I didn't have a ton of pregnancy sex during my first two pregnancies. TBH, I thought it was terrible. I felt awkward, ashamed, and unattractive. Thankfully, that was not the case this time around. I did learn a lot about my relationships from the way my partners and I approached and engaged in pregnancy sex. As it turns out, there are things you can only learn about your relationship during pregnancy sex, at least it was true for me.

A little disclaimer: this is meant to be a fun exercise in relationship exploration. No one, pregnant or not, should be forced to do anything with their body that they don't want to. Ever. Also, at this point, I should probably warn my parents to stop reading.

Anyways, what did I learn about my relationships during pregnant sex?

First off, I learned is just how important sex was to me and my partner. Is it something you are willing to give up when you feel like crap or are told you have to by your obstetrics provider, or will that be a deal breaker? Also things like: are you creative, adaptable, and (perhaps literally) flexible in the bedroom, but also in your relationship with one another? Do you understand that people change and so do their likes, dislikes, turn-ons, and turn-offs? Is it more important to you to finish what you start or be understanding when things don't go as planned (which are pretty important skills for partners and parents if you think about it)?

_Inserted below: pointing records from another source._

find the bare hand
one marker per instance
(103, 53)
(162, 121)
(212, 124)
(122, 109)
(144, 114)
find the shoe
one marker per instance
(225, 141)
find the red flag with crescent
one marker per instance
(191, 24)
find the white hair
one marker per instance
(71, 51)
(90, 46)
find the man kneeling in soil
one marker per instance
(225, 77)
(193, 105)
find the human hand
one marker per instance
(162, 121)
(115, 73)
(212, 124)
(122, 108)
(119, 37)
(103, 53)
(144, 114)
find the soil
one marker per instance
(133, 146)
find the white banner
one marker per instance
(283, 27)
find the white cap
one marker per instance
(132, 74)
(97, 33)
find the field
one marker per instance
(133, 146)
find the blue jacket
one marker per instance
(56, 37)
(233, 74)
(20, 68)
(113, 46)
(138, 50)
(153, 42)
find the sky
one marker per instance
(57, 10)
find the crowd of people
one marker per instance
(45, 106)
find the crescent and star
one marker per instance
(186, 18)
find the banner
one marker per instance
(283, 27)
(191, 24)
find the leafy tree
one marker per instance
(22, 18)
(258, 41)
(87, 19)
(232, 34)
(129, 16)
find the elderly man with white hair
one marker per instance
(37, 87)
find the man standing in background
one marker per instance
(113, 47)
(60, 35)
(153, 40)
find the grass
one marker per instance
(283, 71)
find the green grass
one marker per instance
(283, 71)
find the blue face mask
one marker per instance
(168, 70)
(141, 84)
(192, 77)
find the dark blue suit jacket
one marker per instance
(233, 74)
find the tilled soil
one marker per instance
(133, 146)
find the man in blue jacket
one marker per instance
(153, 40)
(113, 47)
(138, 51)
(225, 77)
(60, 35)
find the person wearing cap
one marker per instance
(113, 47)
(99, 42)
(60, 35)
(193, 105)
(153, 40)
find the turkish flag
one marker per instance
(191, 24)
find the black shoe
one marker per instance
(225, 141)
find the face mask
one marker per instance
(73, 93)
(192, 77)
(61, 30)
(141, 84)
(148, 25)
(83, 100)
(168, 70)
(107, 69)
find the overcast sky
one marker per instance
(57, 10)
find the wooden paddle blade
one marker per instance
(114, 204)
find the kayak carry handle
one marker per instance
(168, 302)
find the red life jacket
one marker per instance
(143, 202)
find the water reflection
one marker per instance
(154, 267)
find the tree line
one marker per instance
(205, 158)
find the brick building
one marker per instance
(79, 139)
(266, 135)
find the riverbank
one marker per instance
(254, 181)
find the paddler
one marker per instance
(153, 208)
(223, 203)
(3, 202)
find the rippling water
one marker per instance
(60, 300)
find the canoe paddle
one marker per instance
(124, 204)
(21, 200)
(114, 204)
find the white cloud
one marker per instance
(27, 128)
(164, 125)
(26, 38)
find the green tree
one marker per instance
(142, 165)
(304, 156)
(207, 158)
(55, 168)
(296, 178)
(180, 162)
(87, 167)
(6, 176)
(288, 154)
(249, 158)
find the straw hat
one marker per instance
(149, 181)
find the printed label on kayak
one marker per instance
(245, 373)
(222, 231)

Do you care more about your partner's pleasure or your own and what does that mean for your ability to compromise or change you mind. And when it comes to the bedroom (and life in general), are you a better listener or do you prefer to call the shots?

Just How Important Is Sex, Anyway?

Sex is important to many relationships, including mine. I learned that not having sex when I was super sick or out on bedrest was a huge deal for my ex — something he wouldn't let me forget and something that became a source of constant conflict.

My current husband, however, showed me that he cared more about me and my wellbeing, than he did about sex.

How Do You Handle Disappointment?

Things don't always go as planned, in the bedroom and in relationships. How you or your partner react if you aren't digging a new position, don't have an orgasm, or are too tired to finish says a lot about how you handle disappointment in your relationship, too.

Are You Ashamed About Bodily Functions?

Are you the type of person who won't poop if your partner is in the house or one who lets farts rip under the covers? If you are the former, pregnancy sex might take some getting used to. You might just find that exploring your pregnant body together, allows you to be more open and unashamed of the way your body works, even when it's super gross. I know I did.

Do You Like To Try New Things?

Are you and your partner adventurous risk-takers or comforted by routine and stability?

How Adaptable And Flexible Are You?

Partnerships and parenthood both require a certain amount of flexibility and adaptability. If you can find ways to get it on, despite morning sickness, aches and pains, and dramatic changes in your body and mood, you might just find that you become more adaptable and resilient in other aspects of your life, too.

How Superficial Is Your Relationship?

Are you all about looks and appearances, or who your partner is as a human and vice versa? Will he love loving your body when you've gained 30 (or 50 or 90 pounds) and are leaking breast milk from your hyper-sensitive nipples? Or will he say things to make you feel terrible about how your body changes when growing a freaking human (which is so not OK)?

How Do You Respond When Things Get Weird?

What happens in the bedroom, stays in the bedroom, especially when things get weird. How will your partner (and you) react if you start spotting, if the baby kicks him or makes your tummy move like a wave pool or if he gets sprayed in the eye with breast milk? Their reactions just might teach you about how they will handle weird happenings in their life with you outside of the bedroom (or the shower or the kitchen).

Do You Trust Each Other?

Having sex when you feel insecure or unattractive takes a certain amount of trust. When your partner tells you you look like a goddess and makes you feel sexy it can make you trust them more, in all areas of your relationship.

How Creative Are You?

To make pregnancy sex work, you sometimes have to get creative. Your old standbys might no longer work or be logistically possible. Are you willing to try new things and explore different positions, maneuvers, lube, or even entirely different ways of expressing intimacy?

How To Communicate Your Needs, Even When They Are Bizarre

Just like food cravings and aversions, your sexual desires during pregnancy can be, well, different. I totally wanted to be touched differently, in different positions, with different intensity. I found that my partner appreciated a direct approach. Who knew? Being able to communicate your needs is key to a healthy relationship. Pregnancy sex helped us learn how.